Parallelising your array code

16 November 2017 — by Manuel M T Chakravarty

This is the fifth post in a series about array programming in Haskell — you might be interested in the first, second, third, and fourth, too.

A recurring theme in array programming is performance. After all, many algorithms in numerical computing and data science are computationally intensive. Once the sequential implementation of an array program has been fully optimised, the natural next step is to use one or multiple forms of parallelism to achieve further performance improvements. This can be parallelism within one computational core (SIMD parallelism), multicore parallelism, or distributed multi-machine parallelism. Unfortunately, at this point matters become much more complicated, because parallel programming comes with its own set of serious challenges.

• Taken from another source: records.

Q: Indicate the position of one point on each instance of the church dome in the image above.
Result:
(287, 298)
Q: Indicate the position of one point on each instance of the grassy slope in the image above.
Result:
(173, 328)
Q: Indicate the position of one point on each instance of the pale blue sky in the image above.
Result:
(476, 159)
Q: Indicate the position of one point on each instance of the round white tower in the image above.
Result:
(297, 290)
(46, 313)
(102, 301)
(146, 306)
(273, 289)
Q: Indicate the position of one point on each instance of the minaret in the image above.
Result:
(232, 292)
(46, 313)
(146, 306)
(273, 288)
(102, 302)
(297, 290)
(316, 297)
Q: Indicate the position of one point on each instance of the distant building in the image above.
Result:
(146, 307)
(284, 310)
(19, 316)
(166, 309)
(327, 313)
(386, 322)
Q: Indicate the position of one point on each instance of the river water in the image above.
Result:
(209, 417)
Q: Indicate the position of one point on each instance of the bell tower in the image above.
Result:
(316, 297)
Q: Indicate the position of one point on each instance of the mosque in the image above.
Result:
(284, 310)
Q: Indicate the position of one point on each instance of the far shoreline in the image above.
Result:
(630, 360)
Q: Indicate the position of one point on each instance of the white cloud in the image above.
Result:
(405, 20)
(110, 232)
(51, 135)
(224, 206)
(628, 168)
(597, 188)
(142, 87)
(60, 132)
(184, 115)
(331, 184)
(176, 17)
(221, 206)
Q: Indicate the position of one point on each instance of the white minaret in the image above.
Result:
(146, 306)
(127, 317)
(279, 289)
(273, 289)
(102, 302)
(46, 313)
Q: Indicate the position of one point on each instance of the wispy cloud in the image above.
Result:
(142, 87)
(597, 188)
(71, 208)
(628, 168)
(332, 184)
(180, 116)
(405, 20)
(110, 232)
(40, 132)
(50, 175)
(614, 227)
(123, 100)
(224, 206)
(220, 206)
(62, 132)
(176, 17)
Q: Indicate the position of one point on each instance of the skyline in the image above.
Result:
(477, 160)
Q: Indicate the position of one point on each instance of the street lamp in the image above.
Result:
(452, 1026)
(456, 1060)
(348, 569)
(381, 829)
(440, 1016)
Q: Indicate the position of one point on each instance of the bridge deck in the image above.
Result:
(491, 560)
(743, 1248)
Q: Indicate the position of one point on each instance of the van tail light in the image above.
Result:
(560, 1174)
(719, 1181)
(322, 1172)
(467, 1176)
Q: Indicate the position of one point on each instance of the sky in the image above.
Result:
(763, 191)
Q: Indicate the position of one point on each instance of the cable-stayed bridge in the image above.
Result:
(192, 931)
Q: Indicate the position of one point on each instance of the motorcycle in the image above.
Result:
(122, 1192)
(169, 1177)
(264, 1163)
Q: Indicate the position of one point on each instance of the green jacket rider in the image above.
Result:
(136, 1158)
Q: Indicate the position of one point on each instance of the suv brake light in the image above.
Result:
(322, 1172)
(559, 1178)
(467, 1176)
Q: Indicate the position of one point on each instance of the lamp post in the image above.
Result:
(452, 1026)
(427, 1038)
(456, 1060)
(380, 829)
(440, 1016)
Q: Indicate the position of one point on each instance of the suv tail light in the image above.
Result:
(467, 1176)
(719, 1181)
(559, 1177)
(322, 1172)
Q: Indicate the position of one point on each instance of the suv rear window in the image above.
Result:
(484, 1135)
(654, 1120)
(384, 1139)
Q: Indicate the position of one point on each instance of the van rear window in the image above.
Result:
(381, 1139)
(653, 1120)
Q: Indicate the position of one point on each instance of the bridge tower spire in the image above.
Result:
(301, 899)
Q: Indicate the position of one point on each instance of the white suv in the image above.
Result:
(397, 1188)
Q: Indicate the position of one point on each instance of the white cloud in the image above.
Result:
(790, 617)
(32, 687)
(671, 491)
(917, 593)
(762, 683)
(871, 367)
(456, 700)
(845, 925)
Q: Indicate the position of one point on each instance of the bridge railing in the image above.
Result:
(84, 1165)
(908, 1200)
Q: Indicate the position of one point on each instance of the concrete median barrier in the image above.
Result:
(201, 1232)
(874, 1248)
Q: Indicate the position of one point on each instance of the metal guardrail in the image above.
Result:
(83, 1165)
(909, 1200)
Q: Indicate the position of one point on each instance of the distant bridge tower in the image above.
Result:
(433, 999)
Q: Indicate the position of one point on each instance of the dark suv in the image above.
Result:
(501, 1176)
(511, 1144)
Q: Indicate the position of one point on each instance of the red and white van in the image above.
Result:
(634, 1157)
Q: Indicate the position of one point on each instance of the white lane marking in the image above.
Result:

In this post, we will focus on multicore parallelism for computations operating on multi-dimensional arrays. In other words, in relation to the vector package, which we discussed in the last post, we have two new ingredients. Firstly, instead of one-dimensional Int-indexed arrays, we have multi-dimensional Int-indexed arrays. Secondly, the collective operations provided on these arrays come with parallel implementations. In fact, the library API is designed to favour collective operations that have good parallel implementations. Similarly, the move to explicitly multi-dimensional arrays is motivated by being able to provide parallel implementations that take the array shape into account, wherever that is an advantage.

To make matters concrete, we will discuss the Repa library. Internally it uses many of the same techniques as vector, including strictness, unboxing, and a two-phase initialisation strategy. However, it uses a second array fusion strategy in addition to vector’s stream fusion. More precisely, Repa internally uses vector to represent plain boxed and unboxed arrays and to execute sequential computations on those, which still benefit from stream fusion. However, Repa introduces additional array representations, such as delayed arrays, to also achieve fusion across parallel computations.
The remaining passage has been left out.